Border, exile, and memory
Sequere (La Entrega II)
It is an artistic project about time and memory that begins with a symbolic act: collecting water at the mouth of the Ebro and walking upstream to return it to the source of the Segre River, the main tributary of the Ebro. The artist’s gaze and their body moving through space and time become instruments to activate a poetic reading of the territory: experiences along the route and through the traversed space—with its geography, toponyms, cities, and mountains—serve as the trigger for an investigation into historical memory, human relations, and the territory.
On the Border
In the summer of 2017, Noris walked the 300 km of the Spanish–French border in the province of Girona, along routes that many Spanish Republican exiles once took. Along the way, the artist made a work corresponding to each of the 198 boundary stones that mark the line. Walking and painting, connecting points along the border—balancing on an invisible line that splits in two what is one—made the invisible visible and unfolded a new landscape of memory.
Paratext #7
In November 2015, at Hangar Barcelona, Marco Noris presented a performative action linked to his painting project in progress, centred on the notions of exile, uprooting, historical memory and contemporary migration policies. During the presentation he constructed a live mind map on the wall, articulated through videos, photographs, objects, paintings and texts, connected by arrows and annotations, thus translating a hypertextual organisation system into physical space.

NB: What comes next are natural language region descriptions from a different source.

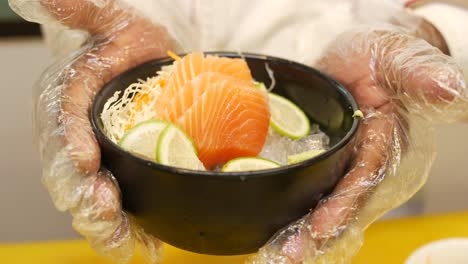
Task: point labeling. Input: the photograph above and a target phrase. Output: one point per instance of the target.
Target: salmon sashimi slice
(220, 109)
(196, 63)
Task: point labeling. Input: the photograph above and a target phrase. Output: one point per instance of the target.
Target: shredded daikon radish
(137, 104)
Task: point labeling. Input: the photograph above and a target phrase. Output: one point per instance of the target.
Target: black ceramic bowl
(233, 213)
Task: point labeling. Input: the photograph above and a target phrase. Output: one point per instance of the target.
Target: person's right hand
(120, 39)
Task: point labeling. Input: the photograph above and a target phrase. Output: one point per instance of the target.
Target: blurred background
(27, 212)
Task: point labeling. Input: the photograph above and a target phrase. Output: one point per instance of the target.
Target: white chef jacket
(295, 29)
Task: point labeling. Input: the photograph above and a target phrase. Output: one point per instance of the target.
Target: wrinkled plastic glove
(69, 151)
(403, 83)
(400, 81)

The action, lasting about 40 minutes, was received very positively and culminated in the exhibition of a 15-metre-long mural composed of 52 pieces.
The Triumph of Defeat
Through images of material and moral ruin—remains, bodies, waste, scenes of exclusion and collapse—the project "The Triumph of Defeat" composes a visual archive of the breakdown of modern values. Ruin appears not as an end, but as a means to think about historical, political and intimate defeat, and the possible dissolution of the ego. In an overlap of times—past, present and ruined futures—the project places the viewer before their own mortality and the impossibility of remaining indifferent to catastrophe.
Refugium, refugia
This project takes the former internment camp of Rivesaltes as a starting point to address the historical memory of the Spanish Republican exile. From the site’s ruins, it traces the architectural and human footprints that shape a collective emotional memory where past and present interlock.